Performance of three OF EIAs.

Comparison of serum with oral fluid IgG antibody titers using each of the three OF assays showed a strong and statistically significant quantitative correlation between the serum IgG signal/cutoff (S/CO) ratio and each of the oral fluid EIA antibody titers (Fig. 2). The number of discordant results, with antibody detectable in blood but not in OF, was most evident with the receptor-binding domain (RBD) EIA and least evident with the anti-nucleoprotein (anti-NP) IgG capture EIA (GICAP). The sensitivities of the GICAP EIAs (NP, 80% and spike, 78%) were significantly better than those of the indirect EIA (RBD: 53%) when OFs from children were tested, while specificities were similar, at 99% (Table 1 and Fig. S1). Receiver operating characteristic (ROC) curve analysis confirmed the superiority of the NP and spike (S) GICAP EIAs over the indirect RBD EIA in the correct classification of oral fluids from children, with the area under the curve (AUC) for both assays statistically larger than that for the RBD EIA. For OFs from adults (staff), sensitivities were overall lower than those for OFs from children, and the AUC were comparable, but the NP GICAP EIA was the most sensitive and offered marginally better specificity than the S GICAP and the RBD EIA.

FIG 2

Distribution of total IgG in OF by SARS-CoV-2 serum result (from Abbot Architect analyzer). Samples were grouped into those above and below seropositivity cutoff in the Abbot Architect IgG anti-SARS-CoV-2 (S/CO of <0.8 and ≥0.8, respectively).

TABLE 1

Sensitivity and specificity findings for the 3 oral fluid IgG anti-SARS-CoV-2 EIAs at their optimal cutoff based on status based on a serum test in the Abbott Architect SARS-CoV-2 IgG assay

EIA	Cutoff	Sensitivity		Specificity
		95% CI	n/N	95% CI	n/N
Children (n = 746)
RBD indirect	3.0	53% (43%–64%)	49/92	99% (98%–100%)	649/654
Spike capture	1.0	78% (68%–86%)	71/91b	99% (98%–100%)	645/650c
Nucleoprotein capture	1.0	80% (71%–80%)	73/91b	99% (98%–100%)	644/650c
Staff (n = 1,253)
RBD indirect	3.0	60% (53%–67%)	117/196	98% (97%–99%)	1,035/1,057
Spike capture	1.0	58% (51%–65%)	113/195d	99% (98%–99%)	1,044/1,056e
Nucleoprotein capture	1.0	67% (60%–74%)	131/195d	99% (98%–99%)	1,041/1,056e

CI, confidence interval (set at 95%); n, number (in a category); N, total number (of individuals).

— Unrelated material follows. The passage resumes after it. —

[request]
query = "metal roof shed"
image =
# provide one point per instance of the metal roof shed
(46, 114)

A single specimen from each of these categories was of insufficient volume to permit testing by the 2 IgG capture assays.

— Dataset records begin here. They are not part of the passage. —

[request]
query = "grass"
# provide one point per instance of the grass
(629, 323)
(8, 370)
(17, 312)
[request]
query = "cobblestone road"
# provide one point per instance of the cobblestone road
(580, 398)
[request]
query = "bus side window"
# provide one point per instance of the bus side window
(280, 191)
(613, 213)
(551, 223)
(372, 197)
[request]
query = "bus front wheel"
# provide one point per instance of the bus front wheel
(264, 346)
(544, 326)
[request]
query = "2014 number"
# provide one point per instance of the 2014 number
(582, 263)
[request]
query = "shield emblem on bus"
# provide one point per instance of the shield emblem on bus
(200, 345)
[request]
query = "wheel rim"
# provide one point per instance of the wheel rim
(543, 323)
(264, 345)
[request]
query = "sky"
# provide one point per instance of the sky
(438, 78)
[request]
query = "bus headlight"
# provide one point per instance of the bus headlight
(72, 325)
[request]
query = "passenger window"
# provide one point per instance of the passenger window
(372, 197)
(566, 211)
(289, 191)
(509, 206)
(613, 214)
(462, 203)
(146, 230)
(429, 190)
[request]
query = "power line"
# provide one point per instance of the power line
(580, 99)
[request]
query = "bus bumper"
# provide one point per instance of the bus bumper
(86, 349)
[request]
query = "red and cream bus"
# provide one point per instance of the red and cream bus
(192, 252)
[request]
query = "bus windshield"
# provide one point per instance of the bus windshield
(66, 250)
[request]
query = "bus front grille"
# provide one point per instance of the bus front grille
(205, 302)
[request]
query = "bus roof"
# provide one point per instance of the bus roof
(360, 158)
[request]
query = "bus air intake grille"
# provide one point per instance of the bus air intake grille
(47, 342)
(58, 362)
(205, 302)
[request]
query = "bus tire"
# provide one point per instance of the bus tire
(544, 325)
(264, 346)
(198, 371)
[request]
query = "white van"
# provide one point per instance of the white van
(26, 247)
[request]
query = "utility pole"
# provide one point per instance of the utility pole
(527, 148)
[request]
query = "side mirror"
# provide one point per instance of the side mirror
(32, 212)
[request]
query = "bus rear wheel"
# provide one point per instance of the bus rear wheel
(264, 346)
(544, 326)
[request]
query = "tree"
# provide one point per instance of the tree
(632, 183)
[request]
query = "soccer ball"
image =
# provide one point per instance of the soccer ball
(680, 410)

Four specimens from this category were of insufficient volume to permit testing by the 2 IgG capture assays.

Utility of testing each oral fluid specimen for total IgG content.

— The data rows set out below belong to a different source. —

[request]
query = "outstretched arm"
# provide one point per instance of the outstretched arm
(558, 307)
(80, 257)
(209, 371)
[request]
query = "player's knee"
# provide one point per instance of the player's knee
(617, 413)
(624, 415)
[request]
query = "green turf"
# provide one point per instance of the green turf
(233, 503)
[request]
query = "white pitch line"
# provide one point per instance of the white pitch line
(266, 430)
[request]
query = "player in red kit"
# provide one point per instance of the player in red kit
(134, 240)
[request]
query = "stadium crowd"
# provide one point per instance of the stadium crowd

Total IgG concentrations in Oracol OF samples taken increased with age (Fig. 3 and see Fig. S2 in the supplemental material). Overall, there was poor correlation between total IgG concentrations in oral fluids and SARS-CoV-2 IgG antibody titers for each of the three OF EIAs, although there was a declining trend in RBD EIA IgG titers associated with declining total IgG concentration for both children and staff (Fig. 4). For the GICAP EIAs, such a trend was absent for OF samples from children, although there was a modest declining trend in SARS-CoV-2 IgG antibody titers as total IgG concentrations fell, but it was much less pronounced than that observed with the RBD EIA. When OF anti-NP EIA sensitivity was stratified based on total IgG concentration, the overall sensitivity remained unchanged until total IgG concentration fell to <1 mg/L (Fig. 4). While OF results in children maintained high sensitivity at all IgG concentrations of >1 mg/L, sensitivity in adults declined as total IgG fell.

FIG 3

Scattergram of total IgG measured in oral fluid by age of subject (children only; 708 children with known age included). Dotted line indicates trend, with Spearman’s rho and P value as well as R2.

FIG 4

Scattergrams of total IgG concentration (in mg/L) determined in oral fluids versus test result determined in (A) IgG anti-SARS-CoV-2 (RBD, indirect format), (B) IgG anti-SARS-CoV-2 (spike, capture format), and (C) IgG anti-SARS-CoV-2 (NP, capture format). Data from children are shown in solid black dots and samples from staff (adults) are shown in gray circles. All data are log transformed. The upper limit of quantification in the total IgG determination is 15 mg/mL; data points from samples with IgG of >15 mg/L were excluded from graphs. Number of samples within this limit: children, n = 619; number of samples from adults/staff, N = 695. Dashed lines represent data trends in each assay, with the cutoff for the OF EIAs indicated by dotted lines. Spearman’s rho and P value are given for each trend. T/N, test to negative ratio; S/CO, signal to cutoff ratio.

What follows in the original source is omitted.